Low-energy circular dichroism of 2-aminopurine dinucleotide as a probe of local conformation of DNA and RNA.

Circular dichroism is commonly used to investigate the conformations of nucleic acids. However, many biochemical processes implicate conformational changes of particular nucleotide residues within DNA or RNA that cannot be studied by this method, because the CD of these residues is buried in the total signal of the polynucleotide. Here, we report a method to study local conformations of DNA or RNA that is based on the use of the CD of 2-aminopurine (AP) residues as a probe. AP is readily incorporated into DNA in place of adenine and does not significantly alter DNA structure.
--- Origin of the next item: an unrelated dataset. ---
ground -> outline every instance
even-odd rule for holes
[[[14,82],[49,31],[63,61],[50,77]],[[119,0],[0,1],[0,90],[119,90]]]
Unlike adenine, AP is fluorescent and this property has been used for many years to investigate local nucleic acid structure. We show here that the CD spectrum of AP dinucleotide, (AP)(2), exhibits a positive CD band at 326 nm, a spectral region in which nucleic acids (and proteins) do not absorb. Our results show that the bases of (AP)(2) are stacked in a right-handed helical conformation. A low-energy CD band is also observed when this nucleotide dimer is incorporated into double-stranded DNA. Control experiments show that this signal comes from the stacking of adjacent AP residues. We have used this CD signal to provide information about the conformation of the AP dinucleotide at a defined position within single- and double-stranded nucleic acids.